Damals hat das schon genervt. Ich wurde Vizemeister mit GC, mit Servette, mit Hertha. Und ich stand dreimal in einem Cupfinal. Trotzdem bin ich zufrieden. Ich habe ja aus Freude Fussball gespielt und dabei noch gut verdient. Und mit Emmenbrücke wurde ich mal Schweizer Meister in der 1. Liga. Das ist ja auch ein Titel. Und habe ich nicht mal mit Servette den Liga-Cup gewonnen? Ich weiss es nicht mehr.

Was ebenfalls auffällt: Sie waren während Ihrer ganzen Karriere nie ernsthaft verletzt. Nur ein Zufall?
Mein ganzer Körperbau war perfekt für den Fussball. Beim Einlaufen ging ich dreimal in die Hocke, und schon war ich parat fürs Spiel.

Stimmt die Anekdote, dass Sie wegen Ihrer Frau einst ein Angebot des FC Sevilla abgelehnt hatten?
(Lacht.) Naja, zumindest halbwegs. Ich hörte damals tatsächlich vom Interesse der Spanier. Doch für mich als Schweizer war schon der Sprung nach Deutschland beträchtlich.
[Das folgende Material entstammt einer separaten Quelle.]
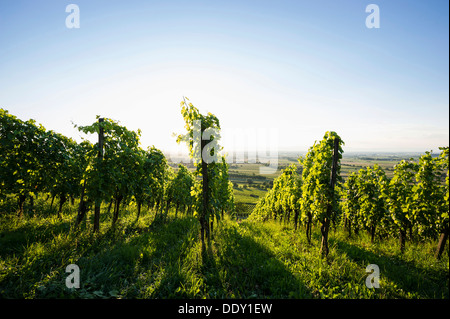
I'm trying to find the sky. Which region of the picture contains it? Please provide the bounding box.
[0,0,449,156]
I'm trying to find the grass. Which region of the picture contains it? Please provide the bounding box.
[0,196,449,299]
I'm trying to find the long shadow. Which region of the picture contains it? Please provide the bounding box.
[202,221,311,298]
[0,220,72,258]
[329,238,449,298]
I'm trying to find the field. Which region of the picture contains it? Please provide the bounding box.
[0,196,449,299]
[223,152,424,203]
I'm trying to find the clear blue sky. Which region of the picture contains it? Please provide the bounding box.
[0,0,449,152]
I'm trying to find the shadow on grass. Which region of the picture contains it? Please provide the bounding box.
[329,238,449,298]
[202,224,311,298]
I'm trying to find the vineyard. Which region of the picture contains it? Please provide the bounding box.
[0,103,449,298]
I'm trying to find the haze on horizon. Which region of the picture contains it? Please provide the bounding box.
[0,0,449,152]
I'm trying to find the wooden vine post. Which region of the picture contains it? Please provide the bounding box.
[320,137,339,257]
[94,118,104,233]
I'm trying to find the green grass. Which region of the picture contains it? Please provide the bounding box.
[0,200,449,298]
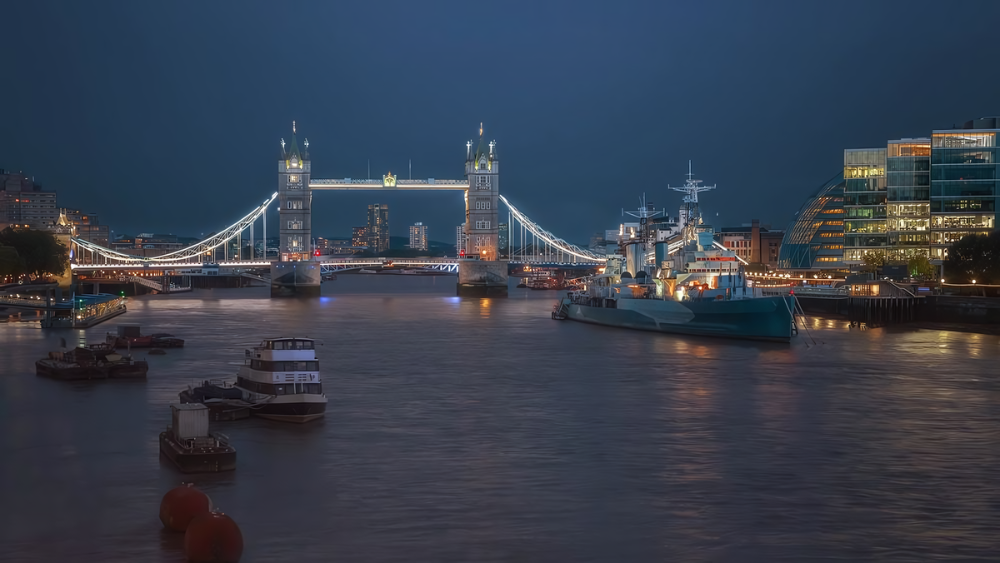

Darum wollte ich nicht schon wieder in ein neues Land wechseln. Deshalb sagte ich ab, mit der Begründung, dass bei Sevilla Johnny Rep spiele, der Lieblingsfussballer meiner Frau. Ich wolle daher nicht meine Beziehung aufs Spiel setzen. Das war natürlich augenzwinkernd gemeint.

Sie sollen aber schon ab und zu ein Spässchen gemacht haben. Wie war das mit dem Nati-Car?
Wir haben den mal weggefahren und versteckt. Als der Chauffeur rauskam, war der Car nicht mehr da, und er bekam Panik. Da sagte ich ihm, er solle einfach den Spuren folgen, es hatte aber keine. Es hat dann ein bisschen gedauert, bis er merkte, dass wir ihn versteckt hatten.

Nach Ihrer Spielerkarriere wurden Sie Trainer. Mit mässigem Erfolg.
1997 wurden Sie bei Ihrem Herzensklub Luzern sogar entlassen.
Das hat schon geschmerzt. Aber was will man machen? Als Trainer ist man von anderen abhängig. Und ich habe eine Karriere als Trainer gar nicht gross gesucht. Ich genoss früher die Zeit mit den vier Kindern und heute mit den fünf Enkeln, und bis 2019 hatten wir ja noch unser eigenes Sportgeschäft.

Wie sieht Ihr Leben heute aus?
Wie gesagt, ich verbringe Zeit mit meinen Enkeln oder in der Natur. Ich versuche, pro Tag zwischen ein und zwei Stunden zu laufen.

Eine letzte Frage: Sind Sie eigentlich auf Cristiano Ronaldo sauer?
Warum sollte ich?

Weil er Ihnen etwas Bestimmtes nachgemacht hat?
Jetzt weiss ich, worauf Sie hinauswollen. Ja, Ronaldo war nicht der erste bekannte Fussballer, der Werbung für Unterwäsche gemacht hat. Das war ich! Ich habe damals für Calida Aufnahmen gemacht, nur mit einem «Unterhösli» an!